Ichiro Ozawa, l’une des figures marquantes du Parti démocrate (PDJ, au pouvoir au Japon), a annoncé jeudi sa candidature au poste de dirigeant du parti lors du scrutin interne qui aura lieu le 14 septembre.
Le vainqueur de cette élection sera de fait, en vertu des traditions politiques nippones, le chef du gouvernement.

Naoto Kan, qui est à 63 ans le cinquième Premier ministre japonais en trois ans, a accédé à la tête du gouvernement début juin. Il voit aujourd’hui sa position remise en cause car il n’a pas été en mesure d’éviter au PDJ la perte de sa majorité absolue au Sénat (chambre haute) lors des élections du mois de juillet.

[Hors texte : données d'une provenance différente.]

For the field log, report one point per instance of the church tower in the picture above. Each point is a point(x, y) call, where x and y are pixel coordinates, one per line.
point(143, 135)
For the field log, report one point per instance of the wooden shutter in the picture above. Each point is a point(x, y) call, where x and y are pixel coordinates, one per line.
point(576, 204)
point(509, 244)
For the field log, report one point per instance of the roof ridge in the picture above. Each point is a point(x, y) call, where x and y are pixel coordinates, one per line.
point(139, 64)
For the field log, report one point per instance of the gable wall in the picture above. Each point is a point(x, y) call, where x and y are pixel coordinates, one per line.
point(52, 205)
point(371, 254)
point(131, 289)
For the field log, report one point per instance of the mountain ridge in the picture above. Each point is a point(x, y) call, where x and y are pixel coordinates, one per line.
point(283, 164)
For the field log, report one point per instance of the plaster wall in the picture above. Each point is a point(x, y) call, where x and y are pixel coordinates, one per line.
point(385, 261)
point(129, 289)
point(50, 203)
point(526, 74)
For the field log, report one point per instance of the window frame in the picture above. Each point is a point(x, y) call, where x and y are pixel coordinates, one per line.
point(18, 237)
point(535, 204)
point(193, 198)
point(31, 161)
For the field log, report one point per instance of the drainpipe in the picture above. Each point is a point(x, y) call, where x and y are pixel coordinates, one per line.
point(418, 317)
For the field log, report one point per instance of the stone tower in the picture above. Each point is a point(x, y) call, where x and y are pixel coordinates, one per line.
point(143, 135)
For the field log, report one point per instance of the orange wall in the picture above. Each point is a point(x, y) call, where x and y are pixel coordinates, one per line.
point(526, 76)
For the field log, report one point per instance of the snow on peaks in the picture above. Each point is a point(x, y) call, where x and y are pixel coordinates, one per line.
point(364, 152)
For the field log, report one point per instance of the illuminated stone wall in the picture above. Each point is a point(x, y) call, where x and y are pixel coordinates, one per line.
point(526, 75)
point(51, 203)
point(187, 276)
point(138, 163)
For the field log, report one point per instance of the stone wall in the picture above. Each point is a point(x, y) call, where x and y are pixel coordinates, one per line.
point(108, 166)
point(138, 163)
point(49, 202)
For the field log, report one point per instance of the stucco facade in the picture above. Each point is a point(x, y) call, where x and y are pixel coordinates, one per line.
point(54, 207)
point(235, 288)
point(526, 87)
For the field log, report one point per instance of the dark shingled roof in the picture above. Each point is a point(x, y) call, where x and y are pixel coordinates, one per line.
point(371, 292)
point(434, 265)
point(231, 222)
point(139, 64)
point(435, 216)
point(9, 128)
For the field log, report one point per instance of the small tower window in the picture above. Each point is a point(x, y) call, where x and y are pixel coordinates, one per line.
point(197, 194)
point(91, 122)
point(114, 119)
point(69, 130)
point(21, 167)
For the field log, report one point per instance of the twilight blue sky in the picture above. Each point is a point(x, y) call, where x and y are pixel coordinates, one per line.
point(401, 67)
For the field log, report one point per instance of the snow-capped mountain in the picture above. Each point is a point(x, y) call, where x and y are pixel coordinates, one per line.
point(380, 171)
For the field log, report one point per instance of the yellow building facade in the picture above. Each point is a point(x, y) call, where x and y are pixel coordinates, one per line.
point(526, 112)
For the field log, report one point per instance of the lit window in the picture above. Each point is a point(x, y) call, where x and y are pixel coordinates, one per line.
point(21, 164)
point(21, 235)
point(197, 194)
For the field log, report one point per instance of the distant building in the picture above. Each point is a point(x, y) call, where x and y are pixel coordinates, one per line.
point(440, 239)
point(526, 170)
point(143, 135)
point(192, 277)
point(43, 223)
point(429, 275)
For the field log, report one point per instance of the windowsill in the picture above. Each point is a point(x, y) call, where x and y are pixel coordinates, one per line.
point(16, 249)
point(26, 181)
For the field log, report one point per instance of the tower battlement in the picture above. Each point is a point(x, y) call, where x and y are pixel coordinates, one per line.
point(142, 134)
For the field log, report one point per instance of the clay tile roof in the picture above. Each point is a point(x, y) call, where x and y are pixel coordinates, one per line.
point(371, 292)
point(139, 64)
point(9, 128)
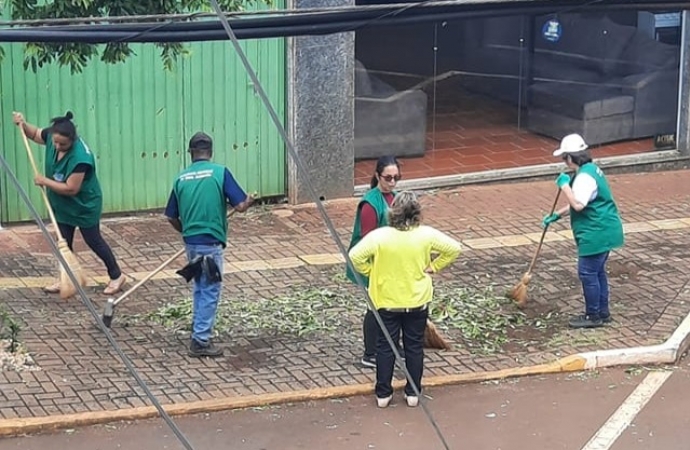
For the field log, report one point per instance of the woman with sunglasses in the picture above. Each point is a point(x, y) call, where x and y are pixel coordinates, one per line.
point(372, 213)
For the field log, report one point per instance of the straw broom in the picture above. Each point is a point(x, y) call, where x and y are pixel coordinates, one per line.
point(433, 338)
point(67, 288)
point(519, 291)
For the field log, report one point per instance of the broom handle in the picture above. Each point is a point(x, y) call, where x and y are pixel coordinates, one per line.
point(155, 271)
point(543, 234)
point(43, 190)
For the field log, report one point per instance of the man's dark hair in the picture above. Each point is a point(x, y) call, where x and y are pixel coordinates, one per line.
point(201, 144)
point(64, 127)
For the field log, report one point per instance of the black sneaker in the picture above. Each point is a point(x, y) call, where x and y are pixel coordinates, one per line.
point(369, 361)
point(198, 350)
point(586, 321)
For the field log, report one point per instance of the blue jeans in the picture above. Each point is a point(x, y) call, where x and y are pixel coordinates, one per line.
point(205, 295)
point(595, 284)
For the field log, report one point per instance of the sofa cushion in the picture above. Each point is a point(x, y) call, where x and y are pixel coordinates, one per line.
point(578, 101)
point(587, 41)
point(645, 54)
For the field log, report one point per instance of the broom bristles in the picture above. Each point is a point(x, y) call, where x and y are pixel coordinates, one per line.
point(433, 339)
point(519, 291)
point(67, 288)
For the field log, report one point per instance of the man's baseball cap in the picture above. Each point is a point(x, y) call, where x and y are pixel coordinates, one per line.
point(201, 141)
point(572, 143)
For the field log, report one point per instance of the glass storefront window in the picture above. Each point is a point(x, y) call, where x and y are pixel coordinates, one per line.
point(500, 92)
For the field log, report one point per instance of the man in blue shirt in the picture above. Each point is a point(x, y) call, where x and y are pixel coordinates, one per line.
point(197, 208)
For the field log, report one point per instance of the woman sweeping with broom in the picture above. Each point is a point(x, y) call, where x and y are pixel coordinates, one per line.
point(73, 190)
point(397, 260)
point(596, 225)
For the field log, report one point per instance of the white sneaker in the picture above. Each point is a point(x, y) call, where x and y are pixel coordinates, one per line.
point(412, 400)
point(383, 402)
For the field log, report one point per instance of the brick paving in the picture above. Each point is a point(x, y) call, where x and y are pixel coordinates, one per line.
point(81, 373)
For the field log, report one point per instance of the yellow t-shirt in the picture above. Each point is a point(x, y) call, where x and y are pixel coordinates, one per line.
point(395, 262)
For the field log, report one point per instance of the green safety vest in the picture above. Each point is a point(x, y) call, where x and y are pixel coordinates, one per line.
point(201, 200)
point(84, 209)
point(377, 201)
point(598, 227)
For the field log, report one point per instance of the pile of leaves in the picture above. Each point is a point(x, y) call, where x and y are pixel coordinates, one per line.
point(300, 312)
point(480, 319)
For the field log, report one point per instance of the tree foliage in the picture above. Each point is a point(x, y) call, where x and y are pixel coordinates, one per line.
point(76, 56)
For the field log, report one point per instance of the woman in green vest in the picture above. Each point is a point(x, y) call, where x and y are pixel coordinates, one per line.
point(596, 225)
point(73, 190)
point(372, 213)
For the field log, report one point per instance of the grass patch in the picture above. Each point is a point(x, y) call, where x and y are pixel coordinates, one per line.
point(9, 331)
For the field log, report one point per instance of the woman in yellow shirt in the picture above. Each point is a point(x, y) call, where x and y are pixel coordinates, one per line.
point(397, 260)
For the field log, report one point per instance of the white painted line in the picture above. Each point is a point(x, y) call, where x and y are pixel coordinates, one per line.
point(624, 415)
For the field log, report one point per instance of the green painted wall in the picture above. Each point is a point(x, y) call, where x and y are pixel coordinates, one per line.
point(137, 118)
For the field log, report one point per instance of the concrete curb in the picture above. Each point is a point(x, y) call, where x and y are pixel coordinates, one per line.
point(667, 353)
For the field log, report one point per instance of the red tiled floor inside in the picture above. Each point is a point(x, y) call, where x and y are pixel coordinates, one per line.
point(472, 133)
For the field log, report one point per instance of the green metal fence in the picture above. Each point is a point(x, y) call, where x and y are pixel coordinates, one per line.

Ozawa reproche à Kan d’avoir émis l’idée, juste avant ces élections, d’une hausse de la TVA. Le Premier ministre a depuis lors mis une sourdine à ce projet, mais les alliés d’Ozawa ont bien l’intention d’en découdre désormais lors de l’élection de la direction du parti à la mi-septembre.
Agé de 68 ans, Ozawa, qui dirige la plus importante faction au sein du PDJ, représente une réelle menace pour l’avenir politique de Kan. Cependant, selon les analystes, il est difficile de dire dans quelle mesure il aura derrière lui suffisamment de soutiens, étant donné qu’il risque d’être inculpé dans une affaire de financement politique illicite.

{{{RISQUE DE FRACTURE AU SEIN DU PDJ}}}
{« Les scénarios sont multiples. Tout peut arriver », résume un professeur de l’Université Keio, Yasunori Sone. « Je pense qu’Ozawa a 40% de chances de l’emporter (le 14 septembre) »}, estime pour sa part Tomoaki Iwai, professeur en sciences politiques à l’université Nihon. {« Il n’a peut-être pas assez de gens derrière lui, mais il jouit d’appuis importants au niveau des échelons locaux du parti et parmi les militants des régions »}, ajoute-t-il.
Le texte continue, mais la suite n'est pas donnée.